Soothing lotion again.
The opposing grain accepted it, because it was plausible.

 

             
"The sooner they're picked up the better
I'll
like it," continued Harper, offering fresh bait. "Take McDonald, for instance. He was around these parts quite recently. A smart copper like you ought to be able to find him."

 

             
Eureka! Out came the reaction, as clearly as if written upon paper. Gould, McDonald, the Reeds and two others previously
unknown
were clustered together in Riley's own house, waiting—waiting for Harper to come along on the strength of whatever pretext Riley could think up.

 

             
So here was the real purpose of the visit. Riley had not vet got around to the enticement, but would do so before leaving.

 

             
The intelligence now animating Riley proved itself sharp enough to bait the baiter. "What makes you think that I should succeed where a regiment of agents has failed?"

 

             
Harper had to react fast to that one.
"Only because you're a local boy.
They're out-of-towners.
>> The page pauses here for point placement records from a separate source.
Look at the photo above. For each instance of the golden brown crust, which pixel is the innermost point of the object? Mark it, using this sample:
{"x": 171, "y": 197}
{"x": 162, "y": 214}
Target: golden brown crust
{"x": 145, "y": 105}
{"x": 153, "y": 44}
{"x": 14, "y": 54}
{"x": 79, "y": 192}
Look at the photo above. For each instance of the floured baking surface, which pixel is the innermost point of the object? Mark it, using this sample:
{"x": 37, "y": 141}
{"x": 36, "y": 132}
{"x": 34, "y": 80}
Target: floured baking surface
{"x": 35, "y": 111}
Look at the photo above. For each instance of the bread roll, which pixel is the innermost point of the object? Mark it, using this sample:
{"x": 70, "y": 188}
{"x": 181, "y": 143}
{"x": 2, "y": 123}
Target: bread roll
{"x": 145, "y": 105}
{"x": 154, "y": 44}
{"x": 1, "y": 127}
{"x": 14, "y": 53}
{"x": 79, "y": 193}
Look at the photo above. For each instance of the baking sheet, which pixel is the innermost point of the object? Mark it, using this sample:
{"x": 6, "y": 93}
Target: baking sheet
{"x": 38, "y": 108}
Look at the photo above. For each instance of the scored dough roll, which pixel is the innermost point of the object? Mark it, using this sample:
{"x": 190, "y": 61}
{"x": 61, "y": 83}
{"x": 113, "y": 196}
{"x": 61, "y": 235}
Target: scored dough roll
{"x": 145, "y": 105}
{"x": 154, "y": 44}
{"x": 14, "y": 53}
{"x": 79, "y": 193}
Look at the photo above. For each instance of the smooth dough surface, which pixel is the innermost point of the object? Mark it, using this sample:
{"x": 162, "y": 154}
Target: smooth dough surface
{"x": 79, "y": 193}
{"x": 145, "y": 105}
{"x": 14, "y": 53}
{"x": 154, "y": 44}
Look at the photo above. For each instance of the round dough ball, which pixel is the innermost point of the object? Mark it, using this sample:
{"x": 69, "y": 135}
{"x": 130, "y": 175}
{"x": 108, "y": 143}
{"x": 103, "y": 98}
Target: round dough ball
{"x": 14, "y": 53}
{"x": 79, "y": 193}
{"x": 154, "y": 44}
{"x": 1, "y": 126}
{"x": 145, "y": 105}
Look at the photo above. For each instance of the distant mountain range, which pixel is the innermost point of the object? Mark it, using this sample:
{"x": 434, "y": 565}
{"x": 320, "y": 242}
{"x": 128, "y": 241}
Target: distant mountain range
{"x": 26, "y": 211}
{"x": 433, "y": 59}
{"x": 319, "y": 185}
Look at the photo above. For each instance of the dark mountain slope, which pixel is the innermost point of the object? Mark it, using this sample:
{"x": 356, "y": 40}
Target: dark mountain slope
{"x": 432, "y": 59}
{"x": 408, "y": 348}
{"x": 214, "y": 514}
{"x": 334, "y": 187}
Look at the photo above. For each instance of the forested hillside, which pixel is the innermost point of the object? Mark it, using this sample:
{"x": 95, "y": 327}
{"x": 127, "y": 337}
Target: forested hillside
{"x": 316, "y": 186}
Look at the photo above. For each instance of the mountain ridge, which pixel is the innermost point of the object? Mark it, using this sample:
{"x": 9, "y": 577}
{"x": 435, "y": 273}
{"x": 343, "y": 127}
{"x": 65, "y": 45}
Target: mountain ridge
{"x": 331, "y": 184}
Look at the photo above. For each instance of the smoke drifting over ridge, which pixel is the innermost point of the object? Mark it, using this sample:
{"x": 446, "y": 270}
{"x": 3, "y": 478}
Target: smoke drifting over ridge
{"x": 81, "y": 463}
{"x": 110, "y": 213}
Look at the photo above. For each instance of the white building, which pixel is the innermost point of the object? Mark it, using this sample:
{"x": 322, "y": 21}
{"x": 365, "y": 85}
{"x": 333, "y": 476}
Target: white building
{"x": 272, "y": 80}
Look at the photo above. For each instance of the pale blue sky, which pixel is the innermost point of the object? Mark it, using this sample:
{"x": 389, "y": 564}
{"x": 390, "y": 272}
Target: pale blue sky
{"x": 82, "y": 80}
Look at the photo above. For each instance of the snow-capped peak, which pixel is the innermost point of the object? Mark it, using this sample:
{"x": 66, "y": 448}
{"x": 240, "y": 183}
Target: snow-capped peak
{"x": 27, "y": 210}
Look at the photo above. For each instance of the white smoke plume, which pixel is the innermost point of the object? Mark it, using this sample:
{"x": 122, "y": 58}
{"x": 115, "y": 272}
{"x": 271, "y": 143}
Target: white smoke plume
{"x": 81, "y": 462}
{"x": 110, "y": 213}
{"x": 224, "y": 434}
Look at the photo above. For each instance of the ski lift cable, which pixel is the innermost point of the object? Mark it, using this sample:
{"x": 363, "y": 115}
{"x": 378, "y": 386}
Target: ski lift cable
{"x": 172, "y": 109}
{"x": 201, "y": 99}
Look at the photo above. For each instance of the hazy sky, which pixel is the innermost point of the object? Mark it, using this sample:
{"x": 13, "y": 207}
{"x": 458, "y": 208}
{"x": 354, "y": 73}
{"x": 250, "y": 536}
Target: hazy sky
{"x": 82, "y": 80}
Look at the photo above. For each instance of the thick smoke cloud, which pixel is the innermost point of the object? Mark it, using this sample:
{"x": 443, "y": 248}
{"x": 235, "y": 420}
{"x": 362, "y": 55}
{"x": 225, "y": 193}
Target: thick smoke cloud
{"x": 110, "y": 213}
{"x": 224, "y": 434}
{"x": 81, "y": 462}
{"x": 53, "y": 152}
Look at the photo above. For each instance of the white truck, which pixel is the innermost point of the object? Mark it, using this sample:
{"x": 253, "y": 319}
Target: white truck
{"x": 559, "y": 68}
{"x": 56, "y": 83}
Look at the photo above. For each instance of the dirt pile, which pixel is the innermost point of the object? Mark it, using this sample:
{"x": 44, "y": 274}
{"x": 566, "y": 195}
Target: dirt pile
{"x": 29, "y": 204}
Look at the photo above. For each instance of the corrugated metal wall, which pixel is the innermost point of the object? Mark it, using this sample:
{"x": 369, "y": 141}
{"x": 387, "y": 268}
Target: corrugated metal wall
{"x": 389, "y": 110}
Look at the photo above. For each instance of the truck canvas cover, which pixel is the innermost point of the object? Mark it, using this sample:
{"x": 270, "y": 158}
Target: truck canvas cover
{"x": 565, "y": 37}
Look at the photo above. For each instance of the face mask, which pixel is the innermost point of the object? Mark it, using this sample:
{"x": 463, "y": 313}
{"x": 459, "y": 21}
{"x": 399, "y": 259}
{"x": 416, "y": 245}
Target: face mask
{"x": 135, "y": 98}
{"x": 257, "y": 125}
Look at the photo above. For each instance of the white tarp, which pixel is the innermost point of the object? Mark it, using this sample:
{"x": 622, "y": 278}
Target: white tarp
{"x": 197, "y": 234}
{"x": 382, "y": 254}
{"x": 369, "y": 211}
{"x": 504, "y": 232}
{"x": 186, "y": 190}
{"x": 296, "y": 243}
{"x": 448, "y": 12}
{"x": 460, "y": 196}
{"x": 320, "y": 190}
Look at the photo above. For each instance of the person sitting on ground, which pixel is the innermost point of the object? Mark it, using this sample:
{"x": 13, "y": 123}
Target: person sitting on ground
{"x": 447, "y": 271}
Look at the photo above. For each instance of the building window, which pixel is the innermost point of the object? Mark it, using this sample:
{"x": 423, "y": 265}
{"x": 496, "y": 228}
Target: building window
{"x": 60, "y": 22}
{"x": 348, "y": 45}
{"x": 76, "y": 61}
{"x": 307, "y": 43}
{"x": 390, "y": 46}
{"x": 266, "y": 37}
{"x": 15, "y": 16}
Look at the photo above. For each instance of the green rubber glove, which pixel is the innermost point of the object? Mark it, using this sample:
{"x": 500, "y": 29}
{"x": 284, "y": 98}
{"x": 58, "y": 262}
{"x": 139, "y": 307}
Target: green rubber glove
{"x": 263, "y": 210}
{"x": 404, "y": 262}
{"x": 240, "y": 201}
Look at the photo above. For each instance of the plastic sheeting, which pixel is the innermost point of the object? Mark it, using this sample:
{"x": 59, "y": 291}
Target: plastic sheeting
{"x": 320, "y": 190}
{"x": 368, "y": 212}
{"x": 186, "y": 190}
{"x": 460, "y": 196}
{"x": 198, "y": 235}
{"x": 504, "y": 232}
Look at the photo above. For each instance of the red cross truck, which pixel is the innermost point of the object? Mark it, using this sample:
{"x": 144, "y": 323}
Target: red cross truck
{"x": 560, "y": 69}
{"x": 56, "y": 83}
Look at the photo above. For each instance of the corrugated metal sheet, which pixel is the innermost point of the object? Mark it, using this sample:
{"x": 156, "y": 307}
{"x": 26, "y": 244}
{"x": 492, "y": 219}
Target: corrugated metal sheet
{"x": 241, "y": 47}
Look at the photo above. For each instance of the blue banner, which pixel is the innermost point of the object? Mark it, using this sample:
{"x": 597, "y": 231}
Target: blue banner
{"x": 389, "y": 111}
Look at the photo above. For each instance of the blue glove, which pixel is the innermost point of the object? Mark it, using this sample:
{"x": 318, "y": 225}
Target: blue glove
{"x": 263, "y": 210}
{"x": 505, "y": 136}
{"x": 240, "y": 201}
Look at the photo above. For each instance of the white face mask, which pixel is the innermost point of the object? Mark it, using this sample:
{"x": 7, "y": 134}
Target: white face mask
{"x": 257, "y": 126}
You have sources of information not available to them. You know the ropes, or ought to after all these years."

 

             
It was not quite enough to halt the probe.

 

             
"Then why didn't they rely on the police instead of pushing themselves in by the dozens?"

 

             
"Ask me another," Harper said, shrugging. "Probably someone's decided that the more men on the job, the better."

 

             
"It has bought them nothing so far, has it?" asked Riley, seemingly a little sarcastic.

 

             
But it was not sarcasm; it was an invitation to make mention of the Baums, to come out with a reply indicating how they'd been recognized for what they were.

 

             
The mind of Riley was working fast, driven on by the urgency of the slime that commanded it. But seek as he might, he could not find a satisfactory explanation of the contrast between his own immunity and the speedy downfall of others of his type.